Papers
Topics
Authors
Recent
Gemini 2.5 Flash
Gemini 2.5 Flash
38 tokens/sec
GPT-4o
59 tokens/sec
Gemini 2.5 Pro Pro
41 tokens/sec
o3 Pro
7 tokens/sec
GPT-4.1 Pro
50 tokens/sec
DeepSeek R1 via Azure Pro
28 tokens/sec
2000 character limit reached

Universal and Transferable Adversarial Attacks on Aligned Language Models (2307.15043v2)

Published 27 Jul 2023 in cs.CL, cs.AI, cs.CR, and cs.LG
Universal and Transferable Adversarial Attacks on Aligned Language Models

Abstract: Because "out-of-the-box" LLMs are capable of generating a great deal of objectionable content, recent work has focused on aligning these models in an attempt to prevent undesirable generation. While there has been some success at circumventing these measures -- so-called "jailbreaks" against LLMs -- these attacks have required significant human ingenuity and are brittle in practice. In this paper, we propose a simple and effective attack method that causes aligned LLMs to generate objectionable behaviors. Specifically, our approach finds a suffix that, when attached to a wide range of queries for an LLM to produce objectionable content, aims to maximize the probability that the model produces an affirmative response (rather than refusing to answer). However, instead of relying on manual engineering, our approach automatically produces these adversarial suffixes by a combination of greedy and gradient-based search techniques, and also improves over past automatic prompt generation methods. Surprisingly, we find that the adversarial prompts generated by our approach are quite transferable, including to black-box, publicly released LLMs. Specifically, we train an adversarial attack suffix on multiple prompts (i.e., queries asking for many different types of objectionable content), as well as multiple models (in our case, Vicuna-7B and 13B). When doing so, the resulting attack suffix is able to induce objectionable content in the public interfaces to ChatGPT, Bard, and Claude, as well as open source LLMs such as LLaMA-2-Chat, Pythia, Falcon, and others. In total, this work significantly advances the state-of-the-art in adversarial attacks against aligned LLMs, raising important questions about how such systems can be prevented from producing objectionable information. Code is available at github.com/LLM-attacks/LLM-attacks.

PDF HTML Abstract

Introduction to Adversarial Attacks on LLMs

LLMs, such as GPT-3 and BERT, have advanced to a stage where they're increasingly being used in various applications, providing users with information, entertainment, and interaction. At the same time, it's crucial to ensure these models do not generate harmful or objectionable content. Organizations developing these models have put in considerable effort to "align" their outputs with socially acceptable standards. Despite these efforts, certain inputs, known as adversarial attacks, can lead to model misalignment, causing the generation of undesirable content. This article explores a new method that automates the process of creating these adversarial attacks, revealing vulnerabilities in these aligned models.

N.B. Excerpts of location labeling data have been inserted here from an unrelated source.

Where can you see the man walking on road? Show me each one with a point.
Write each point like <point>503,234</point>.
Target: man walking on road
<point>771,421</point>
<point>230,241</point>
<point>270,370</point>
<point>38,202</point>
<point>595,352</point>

Crafting Automated Adversarial Prompts

Researchers have proposed a novel adversarial method that exploits the weaknesses in LLMs and provokes them into generating content that is generally filtered out for being objectionable. Unlike previous techniques, which mainly depended on human creativity and were not highly adaptable, the new method uses a clever combination of greedy and gradient-based techniques to automatically produce adversarial prompts. These prompts include a suffix that, when attached to otherwise innocuous queries, substantially increases the probability that the LLM wrongfully responds with harmful content. This method surpasses past automated prompt-generation methods by successfully inducing a range of LLMs to generate such objectionable content with high consistency.

Transferability of Adversarial Prompts

What makes these findings even more compelling is the high degree of transferability observed. The adversarial prompts designed for one model were found to be effective on others, including closed-source models available publicly, such as OpenAI's ChatGPT and Google's Bard. Specifically designed by optimizing against several smaller LLMs, these adversarial prompts maintain their efficacy when tested on larger and more sophisticated models. This surprising level of transferability highlights a broad vulnerability in LLMs, which raises important questions about the methods used to align them and their robustness against such insidious inputs.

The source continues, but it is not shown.